Using any awk in any shell on every Unix box:
$ cat tst.awk
{
for ( rowNr=1; rowNr<=NF; rowNr++ ) {
vals[rowNr,NR] = $rowNr
}
}
END {
for ( rowNr=1; rowNr<=NF; rowNr++ ) {
for ( colNr=1; colNr<=NR; colNr++ ) {
printf "%s%s", vals[rowNr,colNr], (colNr<NR ? OFS : ORS)
}
}
}
$ awk -f tst.awk file
ABC DEF GHI
0.98 0.88 8.99
0.58 5.85 5.66
5.87 6.89 4.78
0.01 0.25 6.22
You COULD do the above more briefly with:
$ cat tst.awk
{
for ( rowNr=1; rowNr<=NF; rowNr++ ) {
vals[rowNr] = (rowNr in vals ? vals[rowNr] OFS : "") $rowNr
}
}
END {
for ( rowNr=1; rowNr<=NF; rowNr++ ) {
print vals[rowNr]
}
}
$ awk -f tst.awk file
ABC DEF GHI
0.98 0.88 8.99
0.58 5.85 5.66
5.87 6.89 4.78
0.01 0.25 6.22
but note that in that case you're constantly re-assigning new values to the same variable, vals[rowNr]

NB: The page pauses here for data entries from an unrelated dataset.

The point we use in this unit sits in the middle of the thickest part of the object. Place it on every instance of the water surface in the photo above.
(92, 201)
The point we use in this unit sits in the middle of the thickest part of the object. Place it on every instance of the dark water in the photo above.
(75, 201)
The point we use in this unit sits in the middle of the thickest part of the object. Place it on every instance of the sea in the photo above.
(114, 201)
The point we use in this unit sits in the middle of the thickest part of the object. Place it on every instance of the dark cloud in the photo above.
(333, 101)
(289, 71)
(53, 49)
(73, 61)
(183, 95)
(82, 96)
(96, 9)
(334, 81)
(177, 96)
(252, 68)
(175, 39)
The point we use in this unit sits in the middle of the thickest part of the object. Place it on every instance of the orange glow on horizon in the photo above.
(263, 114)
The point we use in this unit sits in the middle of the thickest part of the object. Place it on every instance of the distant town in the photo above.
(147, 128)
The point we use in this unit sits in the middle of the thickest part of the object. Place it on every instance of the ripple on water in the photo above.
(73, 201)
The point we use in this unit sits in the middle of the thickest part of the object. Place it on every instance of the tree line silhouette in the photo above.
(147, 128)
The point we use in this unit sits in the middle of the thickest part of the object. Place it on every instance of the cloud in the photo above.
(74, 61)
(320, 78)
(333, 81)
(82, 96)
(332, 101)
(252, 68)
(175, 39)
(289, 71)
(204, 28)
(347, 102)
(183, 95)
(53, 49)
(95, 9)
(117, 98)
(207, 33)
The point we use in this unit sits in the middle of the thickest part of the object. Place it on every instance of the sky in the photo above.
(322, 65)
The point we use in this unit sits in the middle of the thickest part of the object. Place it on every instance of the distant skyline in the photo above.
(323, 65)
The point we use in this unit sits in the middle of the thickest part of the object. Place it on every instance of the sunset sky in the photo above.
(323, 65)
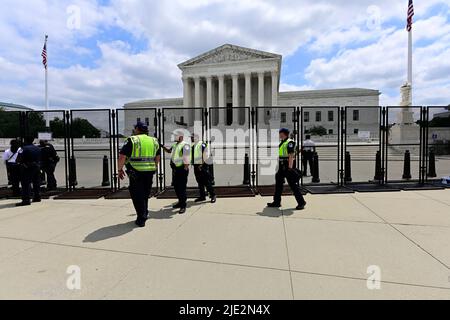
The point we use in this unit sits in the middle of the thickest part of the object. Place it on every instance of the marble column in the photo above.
(197, 103)
(236, 120)
(209, 92)
(261, 93)
(274, 89)
(188, 114)
(248, 89)
(221, 79)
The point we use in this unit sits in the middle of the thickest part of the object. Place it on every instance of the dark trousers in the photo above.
(180, 184)
(293, 181)
(140, 190)
(49, 170)
(308, 157)
(14, 177)
(204, 180)
(30, 175)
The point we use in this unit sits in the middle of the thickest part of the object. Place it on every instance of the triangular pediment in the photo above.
(229, 53)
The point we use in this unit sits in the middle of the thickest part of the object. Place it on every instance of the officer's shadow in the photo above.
(275, 213)
(110, 232)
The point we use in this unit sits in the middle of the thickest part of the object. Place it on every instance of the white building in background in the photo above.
(230, 77)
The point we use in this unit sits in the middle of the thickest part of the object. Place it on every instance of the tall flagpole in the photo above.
(410, 58)
(47, 121)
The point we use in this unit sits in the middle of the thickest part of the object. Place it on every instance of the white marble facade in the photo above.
(231, 77)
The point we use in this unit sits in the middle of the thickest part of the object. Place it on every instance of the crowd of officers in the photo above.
(27, 165)
(141, 155)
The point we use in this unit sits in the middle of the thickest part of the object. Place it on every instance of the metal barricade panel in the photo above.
(53, 122)
(363, 143)
(11, 127)
(323, 125)
(404, 127)
(230, 134)
(268, 122)
(91, 143)
(438, 143)
(126, 119)
(188, 121)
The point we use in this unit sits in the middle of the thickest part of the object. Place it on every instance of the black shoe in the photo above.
(177, 206)
(140, 223)
(23, 204)
(274, 205)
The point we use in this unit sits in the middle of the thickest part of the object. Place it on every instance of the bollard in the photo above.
(73, 172)
(246, 171)
(105, 180)
(211, 172)
(432, 165)
(378, 174)
(316, 171)
(407, 166)
(43, 178)
(348, 167)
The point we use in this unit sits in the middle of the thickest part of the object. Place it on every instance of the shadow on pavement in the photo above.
(7, 206)
(163, 214)
(271, 213)
(110, 232)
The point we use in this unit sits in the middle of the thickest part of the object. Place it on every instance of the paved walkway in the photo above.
(235, 249)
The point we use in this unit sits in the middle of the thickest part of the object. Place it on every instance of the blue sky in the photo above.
(107, 53)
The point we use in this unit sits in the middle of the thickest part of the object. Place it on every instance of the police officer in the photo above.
(29, 160)
(12, 167)
(309, 147)
(201, 169)
(287, 171)
(49, 160)
(179, 163)
(140, 155)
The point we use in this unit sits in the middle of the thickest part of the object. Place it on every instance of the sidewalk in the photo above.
(235, 249)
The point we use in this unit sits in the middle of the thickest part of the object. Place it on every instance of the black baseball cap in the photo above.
(285, 131)
(141, 126)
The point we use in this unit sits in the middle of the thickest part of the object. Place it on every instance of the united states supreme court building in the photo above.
(231, 77)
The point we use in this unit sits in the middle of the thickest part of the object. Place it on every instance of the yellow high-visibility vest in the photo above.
(198, 152)
(143, 157)
(178, 154)
(283, 152)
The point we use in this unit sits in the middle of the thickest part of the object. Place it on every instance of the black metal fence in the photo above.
(356, 148)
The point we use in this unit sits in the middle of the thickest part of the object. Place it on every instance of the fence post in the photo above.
(348, 167)
(211, 170)
(378, 173)
(246, 181)
(105, 180)
(432, 165)
(73, 172)
(316, 171)
(407, 166)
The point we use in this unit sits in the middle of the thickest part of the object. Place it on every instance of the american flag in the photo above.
(410, 15)
(44, 54)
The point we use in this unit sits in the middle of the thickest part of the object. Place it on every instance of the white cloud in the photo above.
(177, 30)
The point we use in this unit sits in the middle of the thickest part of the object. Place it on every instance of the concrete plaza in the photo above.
(236, 249)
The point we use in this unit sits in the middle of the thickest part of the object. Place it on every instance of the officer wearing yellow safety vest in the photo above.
(180, 163)
(200, 158)
(287, 171)
(140, 156)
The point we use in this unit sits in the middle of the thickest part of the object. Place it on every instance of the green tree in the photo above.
(440, 122)
(317, 131)
(83, 128)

, which is a relatively slow operation in awk compared to assigning to each new variable once as awk has to determine how much memory will be needed to store the new value, move the old value to that new memory location, append the new value, then free the old location and you end up needing a few large blocks of memory instead of many small ones so it gets harder for awk to find the available memory as the variable size increases. It's also mixing formatting of the output with reading of the input and so the resulting code is more tightly coupled than the first script. It's not terrible for this though and at least the code is concise.